最后,已知ADAR1靶向卵巢癌中的WAY基序。本文描述的研究表明,在MC-2位点处靶向A具有显著优先性,导致A至G突变。因此,核酸分子非转录链中MC-2位点处WAY基序的A至G突变高于预期的数目或百分比表明核酸可能已经发生TSM,并且ADAR在从中获得核酸分子的细胞和/或组织中可能有活性。
4.2鉴定其他诱变剂的基序
如本文清楚表明的,诱变剂可以靶向特定密码子上下文内基序中的核苷酸。因此,由这些试剂引起的靶向体细胞突变通常在密码子结构内的一个位置(例如,MC-1而非MC-2或MC-3)和一个基序(例如CCG)处导致一种类型的突变(例如,C至T而非是C至G或C至A)。如上所述,通过分析基序处和特定密码子上下文内特定突变类型的核酸序列,比仅检测基序处的突变发生率,能更准确地指示TSM是否已经发生。
密码子上下文的这种偏好性可用于鉴定其他诱变剂的基序。通过分析核酸分子中已知与诱变剂相关的突变类型(例如G至T)的体细胞突变发生率,以及评估突变的密码子上下文和突变的侧翼核苷酸,可以鉴定诱变剂的基序。当特定突变(例如,G至T)在密码子内特定位置处(例如,MC-3)发生的频率比随机发生更频繁,即,存在发生突变的优选核苷酸位置时,则该位置的突变可能是由于诱变剂引起的靶向体细胞突变而导致的。通过分析优选核苷酸位置(例如,MC-3)处突变的侧翼核苷酸,可以鉴定突变共有的并因此被诱变剂靶向的任意基序。
因此,本发明还提供了用于鉴定被诱变剂靶向的基序的方法。所述方法涉及分析核酸分子的序列以确定与诱变剂相关的突变类型是否主要发生在密码子的一个位置或位点处(例如,MC-1、MC-2或MC-3)。如果存在一致的(co-incidence)突变类型和位点,则对位于突变核苷酸侧翼的核苷酸进行鉴定,从而鉴定包括突变核苷酸在内的共有基序。更具体地说,所述方法涉及分析核酸分子的序列以鉴定已知与诱变剂相关联的突变类型的体细胞突变,确定突变的密码子上下文以鉴定突变以高于预期频率发生的优选核苷酸位置,并鉴定优选核苷酸位置处突变的侧翼核苷酸以鉴定该突变共有的基序。
当与诱变剂相关的突变类型尚未可知时,也可以应用类似的过程。在这种情况下,首先分析核酸分子的序列以鉴定体细胞突变,并且还鉴定符合以下条件的任意突变类型(例如G至T):该突变类型以高于突变随机发生时所预期的频率发生在一个密码子内的一个位置处(例如,MC-3)(即,在优选核苷酸位置)。然后评估优选核苷酸位置处突变的侧翼序列,以确定是否存在该突变共有的基序。如果有,则这个基序可能是诱变剂的靶标。

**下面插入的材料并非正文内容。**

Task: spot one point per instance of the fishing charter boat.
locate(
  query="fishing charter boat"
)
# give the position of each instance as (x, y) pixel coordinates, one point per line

在其他实例中,可以进一步分析诱变剂的已知基序以确定突变类型的密码子偏好性和优先性。可以如本文所述对核酸序列进行评估,如实施例1中所述,以确定与基序处的突变相关的密码子上下文和突变类型,以评估对于密码子中的核苷酸位置处的突变类型是否存在优先性。例如,认为APOBEC3A,APOBEC3B,APOBEC3F和APOBEC3H能靶向TC基序或更严格的TCW基序。可以对一个或多个核酸分子序列进行分析以确定其中在基序处发生突变的密码子上下文,即,C是在MC-1、MC-2还是MC-3处,以及发生了什么类型的突变(例如,C至A、C至T或C至G)。一旦鉴定出一致的突变类型、基序和密码子上下文,就可以使用这套标准或诊断规则来更准确地确定核酸分子中是否发生了TSM,并且从而还确定在从中获得核酸分子的细胞中哪些诱变剂具有活性。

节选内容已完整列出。